Antwerpener Hafenunternehmen lassen Pakete von Drohnen ausliefern

Unternehmen im Hafen von Antwerpen können ihre Pakete jetzt mit Drohnen transportieren lassen. Es gibt zwei Drohnen des Betreibers ADLC, die Pakete bis zu 15 Kilogramm im Hafengebiet herumtragen. Nach Angaben des Unternehmens spart dies Zeit und Geld und reduziert den CO2-Ausstoß.

Nach Testflügen erhielt der in Antwerpen ansässige Drohnenbetreiber ADLC Ende letzten Jahres die Genehmigung, kommerzielle Flüge zwischen dem Chemieunternehmen BASF und der Firma SGS durchzuführen. SGS prüft Proben von Rohstoffen, die BASF verwenden möchte.

Der Transport per Drohne spart Zeit und reduziert den CO2-Ausstoß. Der Transport von BASF zu SGS dauert auf der Straße etwa eine Stunde, während eine Drohne diese Aufgabe in etwa 10 Minuten erledigen kann. Durch den schnelleren Transport werden auch Kosten gespart.

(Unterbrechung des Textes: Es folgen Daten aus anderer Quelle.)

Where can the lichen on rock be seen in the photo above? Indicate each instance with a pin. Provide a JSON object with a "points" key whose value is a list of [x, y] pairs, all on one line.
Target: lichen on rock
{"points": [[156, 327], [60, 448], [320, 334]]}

Von nun an können auch andere Hafenunternehmen die Drohnen nutzen, um das große Hafengebiet zu überfliegen, berichtet der flämische öffentlich-rechtliche Rundfunk VRT. "Wir haben eine Lizenz für diese Aktivitäten erhalten", erklärte Marc Kegelaers vom Betreiber ADLC.

Die aktuellen Drohnen können Pakete von bis zu 15 Kilogramm transportieren. "Wir sind aber nicht an eine bestimmte Marke gebunden und können auch mit größeren Drohnen arbeiten, wenn es entsprechende Nachfragen gibt. Es gibt Drohnen, die schwere Lasten mit einem Gewicht von bis zu 200 Kilogramm transportieren können. Falls erforderlich, werden wir die Investition tätigen, um sie zu kaufen. Diese Aufstockung erfordert jedoch eine zusätzliche Genehmigung.

'Zeit ist Geld'

"Im Hafen gilt der Grundsatz 'Zeit ist Geld'", fügt Kegelaers hinzu. "Alles muss so schnell wie möglich erledigt werden, denn ein Schiff verdient kein Geld, solange es am Kai liegt."

Der Betreiber ADLC führt auch Gespräche mit den Unternehmen, die die Schiffe warten. "Wenn ein solches Unternehmen am rechten Ufer angesiedelt ist und Teile am linken Ufer benötigt werden, dauert der Transport jetzt sehr lange, weil man durch den Liefkenshoek-Tunnel fahren muss, wo man auch noch Mautgebühren zahlen muss. Diese Strecke von nur einem Kilometer Luftlinie kann mit Drohnen viel schneller zurückgelegt werden."